Linear Models and GLMs — Implementation

Goal

Implement linear and generalised linear models end-to-end: data prep, fitting, evaluation, and serialisation.

Conceptual Counterpart

Purpose

Practical implementation of linear and generalised linear models with scikit-learn and statsmodels. Synthesised from Linear Models & GLMs.

Examples

  • OLS, Ridge, Lasso, ElasticNet regression
  • Logistic regression (binary and multi-class)
  • Tweedie/Gamma GLM for insurance-style count/severity targets

Architecture

Raw features → ColumnTransformer (scale / encode)
             → Linear estimator (sklearn or statsmodels)
             → Threshold / inverse-link → predictions

Implementation

Setup

pip install scikit-learn statsmodels

OLS and Regularised Regression

import numpy as np
from sklearn.linear_model import Ridge, Lasso, ElasticNet
from sklearn.preprocessing import StandardScaler
from sklearn.pipeline import Pipeline
from sklearn.datasets import fetch_california_housing
from sklearn.model_selection import cross_val_score
 
X, y = fetch_california_housing(return_X_y=True)
 
# Ridge (L2) — automatically handles multicollinearity
ridge = Pipeline([("scaler", StandardScaler()), ("model", Ridge(alpha=1.0))])
cv_r2 = cross_val_score(ridge, X, y, cv=5, scoring="r2")
print(f"Ridge CV R²: {cv_r2.mean():.3f} ± {cv_r2.std():.3f}")
 
# Lasso (L1) — sparse solutions
lasso = Pipeline([("scaler", StandardScaler()), ("model", Lasso(alpha=0.01))])
 
# ElasticNet — combined
enet = Pipeline([
    ("scaler", StandardScaler()),
    ("model", ElasticNet(alpha=0.01, l1_ratio=0.5))
])

Selecting alpha with cross-validation:

from sklearn.linear_model import RidgeCV, LassoCV
 
lasso_cv = Pipeline([
    ("scaler", StandardScaler()),
    ("model", LassoCV(cv=5, alphas=np.logspace(-4, 2, 50)))
])
lasso_cv.fit(X, y)
print("Best alpha:", lasso_cv["model"].alpha_)
print("Non-zero coefficients:", np.sum(lasso_cv["model"].coef_ != 0))

Logistic Regression

from sklearn.linear_model import LogisticRegression
from sklearn.datasets import load_breast_cancer
from sklearn.metrics import classification_report, roc_auc_score
 
X, y = load_breast_cancer(return_X_y=True)
 
clf = Pipeline([
    ("scaler", StandardScaler()),
    ("model", LogisticRegression(
        C=1.0,          # inverse regularisation strength
        penalty="l2",   # or "l1", "elasticnet"
        solver="lbfgs",
        max_iter=200
    ))
])
clf.fit(X_train, y_train)
proba = clf.predict_proba(X_test)[:, 1]
print(f"AUC: {roc_auc_score(y_test, proba):.3f}")
print(classification_report(y_test, clf.predict(X_test)))

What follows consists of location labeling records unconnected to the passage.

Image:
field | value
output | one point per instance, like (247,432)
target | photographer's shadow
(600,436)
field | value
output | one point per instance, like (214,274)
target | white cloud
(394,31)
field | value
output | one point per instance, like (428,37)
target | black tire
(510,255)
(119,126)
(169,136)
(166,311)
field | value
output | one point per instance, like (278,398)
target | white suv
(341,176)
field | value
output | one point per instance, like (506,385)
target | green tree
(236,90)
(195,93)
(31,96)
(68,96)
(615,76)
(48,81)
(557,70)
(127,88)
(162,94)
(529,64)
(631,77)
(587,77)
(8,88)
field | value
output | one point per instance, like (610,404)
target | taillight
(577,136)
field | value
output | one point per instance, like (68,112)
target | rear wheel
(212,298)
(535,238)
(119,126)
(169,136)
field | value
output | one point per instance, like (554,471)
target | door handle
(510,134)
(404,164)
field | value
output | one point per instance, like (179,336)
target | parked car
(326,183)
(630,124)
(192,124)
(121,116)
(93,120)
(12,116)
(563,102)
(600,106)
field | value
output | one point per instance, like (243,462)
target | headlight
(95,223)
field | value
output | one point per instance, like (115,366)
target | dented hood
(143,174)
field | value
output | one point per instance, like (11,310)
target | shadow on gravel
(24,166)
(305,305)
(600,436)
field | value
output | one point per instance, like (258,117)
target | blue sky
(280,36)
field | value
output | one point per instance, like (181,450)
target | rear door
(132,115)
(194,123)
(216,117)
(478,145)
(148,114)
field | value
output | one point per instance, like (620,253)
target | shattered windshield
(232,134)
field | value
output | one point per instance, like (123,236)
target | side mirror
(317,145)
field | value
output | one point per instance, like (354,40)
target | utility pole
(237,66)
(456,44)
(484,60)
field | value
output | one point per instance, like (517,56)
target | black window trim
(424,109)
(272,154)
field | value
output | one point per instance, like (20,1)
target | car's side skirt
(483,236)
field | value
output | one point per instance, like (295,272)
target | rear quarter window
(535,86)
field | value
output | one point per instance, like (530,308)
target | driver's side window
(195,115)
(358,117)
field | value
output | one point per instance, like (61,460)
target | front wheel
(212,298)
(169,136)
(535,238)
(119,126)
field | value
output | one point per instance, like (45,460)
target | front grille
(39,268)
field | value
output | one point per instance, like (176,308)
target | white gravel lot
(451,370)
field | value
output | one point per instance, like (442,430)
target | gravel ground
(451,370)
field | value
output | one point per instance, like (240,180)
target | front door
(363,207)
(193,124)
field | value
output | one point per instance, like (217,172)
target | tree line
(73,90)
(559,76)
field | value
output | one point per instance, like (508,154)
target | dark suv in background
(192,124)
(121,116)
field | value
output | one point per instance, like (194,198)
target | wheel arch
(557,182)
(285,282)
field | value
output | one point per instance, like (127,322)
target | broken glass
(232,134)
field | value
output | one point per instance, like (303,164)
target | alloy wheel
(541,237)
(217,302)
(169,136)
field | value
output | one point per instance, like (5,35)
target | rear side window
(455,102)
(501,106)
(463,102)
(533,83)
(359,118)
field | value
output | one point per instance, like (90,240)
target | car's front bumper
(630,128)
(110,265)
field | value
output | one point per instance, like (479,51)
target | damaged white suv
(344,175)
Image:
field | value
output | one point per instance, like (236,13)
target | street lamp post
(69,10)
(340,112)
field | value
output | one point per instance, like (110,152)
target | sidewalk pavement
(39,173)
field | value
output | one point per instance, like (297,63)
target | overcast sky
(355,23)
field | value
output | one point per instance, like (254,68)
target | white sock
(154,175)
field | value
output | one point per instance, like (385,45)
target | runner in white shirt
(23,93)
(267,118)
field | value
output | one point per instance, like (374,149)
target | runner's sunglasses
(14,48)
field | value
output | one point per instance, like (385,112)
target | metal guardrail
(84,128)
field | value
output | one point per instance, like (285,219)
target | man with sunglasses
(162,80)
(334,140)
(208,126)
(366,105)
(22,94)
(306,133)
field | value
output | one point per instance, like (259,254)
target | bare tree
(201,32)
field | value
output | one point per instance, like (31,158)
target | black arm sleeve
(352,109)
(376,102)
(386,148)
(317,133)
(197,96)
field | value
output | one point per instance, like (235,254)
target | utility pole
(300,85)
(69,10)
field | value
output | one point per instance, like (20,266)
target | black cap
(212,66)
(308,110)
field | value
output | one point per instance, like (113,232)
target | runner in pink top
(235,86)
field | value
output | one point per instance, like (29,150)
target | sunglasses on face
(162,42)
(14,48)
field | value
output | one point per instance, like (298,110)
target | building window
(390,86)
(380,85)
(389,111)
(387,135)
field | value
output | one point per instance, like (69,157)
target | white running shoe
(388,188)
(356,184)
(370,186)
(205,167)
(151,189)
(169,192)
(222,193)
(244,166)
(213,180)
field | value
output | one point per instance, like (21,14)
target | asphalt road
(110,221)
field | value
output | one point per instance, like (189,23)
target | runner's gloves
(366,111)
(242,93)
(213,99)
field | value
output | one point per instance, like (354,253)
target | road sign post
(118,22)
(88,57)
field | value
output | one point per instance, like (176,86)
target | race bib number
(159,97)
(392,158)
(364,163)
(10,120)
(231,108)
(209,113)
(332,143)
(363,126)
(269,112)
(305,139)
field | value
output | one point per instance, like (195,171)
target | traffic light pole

Multi-class (multinomial):

LogisticRegression(multi_class="multinomial", solver="lbfgs")

GLMs with statsmodels (Tweedie / Gamma)

import statsmodels.api as sm
 
# Gamma GLM for continuous positive target (e.g., claim severity)
X_sm = sm.add_constant(X_train)
glm = sm.GLM(y_train, X_sm, family=sm.families.Gamma(sm.families.links.Log()))
res = glm.fit()
print(res.summary())
y_pred = res.predict(sm.add_constant(X_test))
 
# Tweedie (p=1.5 → compound Poisson-Gamma for pure premium)
glm_tw = sm.GLM(
    y_train, X_sm,
    family=sm.families.Tweedie(var_power=1.5, link=sm.families.links.Log())
)
res_tw = glm_tw.fit()

Coefficient Inspection

import pandas as pd
 
coef_df = pd.DataFrame({
    "feature": feature_names,
    "coefficient": clf["model"].coef_[0],
    "abs": np.abs(clf["model"].coef_[0])
}).sort_values("abs", ascending=False)
print(coef_df.head(10))

Trade-offs

  • Ridge never produces exactly zero coefficients; Lasso does — prefer Lasso when feature selection matters.
  • Logistic regression is fast, interpretable, well-calibrated with Platt scaling; use as a strong baseline.
  • Statsmodels GLM provides inference (p-values, CIs) that sklearn does not — important for regulated use.